As pandemic aid dwindles, the nation’s biggest transit systems face a roughly $6.6 billion shortfall through fiscal year 2026, according to a Bloomberg tally of the top eight US transportation agencies based on passenger trips. Rising labor costs and inflation are hitting as farebox revenue stagnates after ridership collapsed. Those eight agencies serve regions that combined contribute about $6 trillion annually to the national economy…
Local officials are pressing for help. Last month, the California Transit Association asked the state for $5.15 billion over the next five fiscal years. Without more money, transit officials across the country warn that the public can expect steep ticket price increases and drastic cuts to train and bus schedules, while long-planned expansion projects are on the chopping block. That pleading worked for New York’s Metropolitan Transportation Authority when state lawmakers recently approved a massive bailout.

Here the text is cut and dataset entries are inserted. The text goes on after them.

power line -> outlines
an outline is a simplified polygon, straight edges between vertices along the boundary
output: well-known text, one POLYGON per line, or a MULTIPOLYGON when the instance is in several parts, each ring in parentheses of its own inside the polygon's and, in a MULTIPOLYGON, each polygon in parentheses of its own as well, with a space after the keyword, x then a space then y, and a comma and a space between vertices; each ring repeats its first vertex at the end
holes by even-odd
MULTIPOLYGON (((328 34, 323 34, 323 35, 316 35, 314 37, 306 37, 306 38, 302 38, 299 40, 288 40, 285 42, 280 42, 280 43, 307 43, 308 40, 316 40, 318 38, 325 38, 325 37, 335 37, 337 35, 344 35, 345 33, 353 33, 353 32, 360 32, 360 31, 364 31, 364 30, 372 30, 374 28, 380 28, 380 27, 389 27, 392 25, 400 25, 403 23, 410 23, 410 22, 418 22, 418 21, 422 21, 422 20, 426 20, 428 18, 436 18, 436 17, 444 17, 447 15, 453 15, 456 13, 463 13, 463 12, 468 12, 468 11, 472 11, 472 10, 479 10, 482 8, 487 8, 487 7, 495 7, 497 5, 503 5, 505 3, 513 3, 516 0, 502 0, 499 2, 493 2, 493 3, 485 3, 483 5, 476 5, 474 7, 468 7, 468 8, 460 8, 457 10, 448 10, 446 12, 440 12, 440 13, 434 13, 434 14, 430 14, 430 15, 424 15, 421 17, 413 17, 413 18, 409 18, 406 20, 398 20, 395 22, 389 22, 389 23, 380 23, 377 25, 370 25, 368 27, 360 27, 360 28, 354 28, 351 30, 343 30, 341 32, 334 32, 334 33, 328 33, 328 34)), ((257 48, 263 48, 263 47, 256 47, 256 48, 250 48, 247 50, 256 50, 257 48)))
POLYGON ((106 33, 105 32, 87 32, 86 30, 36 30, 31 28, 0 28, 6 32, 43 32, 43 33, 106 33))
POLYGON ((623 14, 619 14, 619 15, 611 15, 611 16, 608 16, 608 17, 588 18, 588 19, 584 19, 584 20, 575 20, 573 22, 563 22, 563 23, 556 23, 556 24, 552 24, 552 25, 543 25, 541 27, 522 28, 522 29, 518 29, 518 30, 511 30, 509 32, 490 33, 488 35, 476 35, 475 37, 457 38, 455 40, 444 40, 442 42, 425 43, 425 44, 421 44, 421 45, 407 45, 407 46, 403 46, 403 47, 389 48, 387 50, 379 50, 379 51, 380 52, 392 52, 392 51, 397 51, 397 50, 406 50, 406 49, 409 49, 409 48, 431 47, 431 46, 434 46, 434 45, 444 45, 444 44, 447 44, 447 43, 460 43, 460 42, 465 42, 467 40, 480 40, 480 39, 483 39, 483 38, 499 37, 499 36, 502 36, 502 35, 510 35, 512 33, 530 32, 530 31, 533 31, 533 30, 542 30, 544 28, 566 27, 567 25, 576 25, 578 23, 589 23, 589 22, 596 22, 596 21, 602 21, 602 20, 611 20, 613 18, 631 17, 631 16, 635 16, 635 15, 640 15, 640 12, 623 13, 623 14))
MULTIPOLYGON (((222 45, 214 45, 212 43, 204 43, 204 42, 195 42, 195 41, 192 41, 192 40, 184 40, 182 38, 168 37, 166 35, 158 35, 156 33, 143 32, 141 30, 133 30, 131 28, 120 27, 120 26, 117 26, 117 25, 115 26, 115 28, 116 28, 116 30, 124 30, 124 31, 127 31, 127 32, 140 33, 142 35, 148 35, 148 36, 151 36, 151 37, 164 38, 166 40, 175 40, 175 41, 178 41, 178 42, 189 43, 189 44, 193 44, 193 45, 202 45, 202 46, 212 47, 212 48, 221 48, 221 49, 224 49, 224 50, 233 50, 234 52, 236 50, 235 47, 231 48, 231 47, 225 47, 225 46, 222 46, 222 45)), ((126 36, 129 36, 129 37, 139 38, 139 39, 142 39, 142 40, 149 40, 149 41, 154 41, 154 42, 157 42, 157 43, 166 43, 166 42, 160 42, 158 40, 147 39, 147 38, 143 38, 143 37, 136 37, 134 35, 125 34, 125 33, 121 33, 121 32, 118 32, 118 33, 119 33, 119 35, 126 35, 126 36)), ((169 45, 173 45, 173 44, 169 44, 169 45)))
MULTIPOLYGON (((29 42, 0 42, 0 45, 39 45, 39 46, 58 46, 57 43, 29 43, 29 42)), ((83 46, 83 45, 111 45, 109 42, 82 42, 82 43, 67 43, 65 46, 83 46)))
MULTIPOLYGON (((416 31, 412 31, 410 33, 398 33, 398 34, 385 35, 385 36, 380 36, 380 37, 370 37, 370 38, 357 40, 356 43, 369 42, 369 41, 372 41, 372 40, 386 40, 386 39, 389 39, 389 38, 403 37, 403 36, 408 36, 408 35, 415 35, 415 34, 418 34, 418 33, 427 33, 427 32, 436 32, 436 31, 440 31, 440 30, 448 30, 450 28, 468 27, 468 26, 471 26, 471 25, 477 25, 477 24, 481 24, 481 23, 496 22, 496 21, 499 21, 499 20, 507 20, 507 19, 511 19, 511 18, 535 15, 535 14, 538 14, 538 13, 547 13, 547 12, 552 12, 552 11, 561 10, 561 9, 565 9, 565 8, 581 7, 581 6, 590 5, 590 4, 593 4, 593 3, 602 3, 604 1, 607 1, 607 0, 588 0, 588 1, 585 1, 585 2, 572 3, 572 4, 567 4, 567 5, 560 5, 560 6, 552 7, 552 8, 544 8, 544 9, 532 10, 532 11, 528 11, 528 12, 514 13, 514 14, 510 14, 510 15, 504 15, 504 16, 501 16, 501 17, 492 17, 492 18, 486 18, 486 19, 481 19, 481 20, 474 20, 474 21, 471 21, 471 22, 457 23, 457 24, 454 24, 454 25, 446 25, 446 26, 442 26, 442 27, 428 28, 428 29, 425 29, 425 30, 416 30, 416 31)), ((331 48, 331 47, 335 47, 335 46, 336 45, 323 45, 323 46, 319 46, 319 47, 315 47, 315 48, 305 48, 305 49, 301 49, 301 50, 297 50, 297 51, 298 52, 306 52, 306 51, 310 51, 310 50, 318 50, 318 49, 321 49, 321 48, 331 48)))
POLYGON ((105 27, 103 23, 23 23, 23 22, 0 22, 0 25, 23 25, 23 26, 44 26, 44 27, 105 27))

“If it doesn’t get the kind of funding it needs not just to survive but thrive, service will decrease, people will be unable to rely on it, they will be forced to buy cars if they can, take on massive debt to afford those cars.” said Stephanie Lotshaw, acting executive director at TransitCenter, a public transit advocacy group. “All of these outcomes that we are trying to rectify will get worse if we don’t, if we let these systems fail.”…(more)
Proof that we were always working for them (the public transit industry). They were never working for us. Government claimed their goal is to cut traffic, especially comuter traffic jams. COVID did that for them by creating work-from-home options. At the same time large corporations realized they did not need to spend huge amounts of money on rent if their workers worked from home, and given the large number who can and do, they cut back on traffic and commuters. Many of the essential services jobs require a personal vehicle so that is what you have left. Now it is up to the governments to figure out how to re-purpose all those empty office spaces they built, against the wishes of some communities. Not too many people will weep when the building investors go bankrupt. They did their share of bankrupting a lot of people on their way to the top.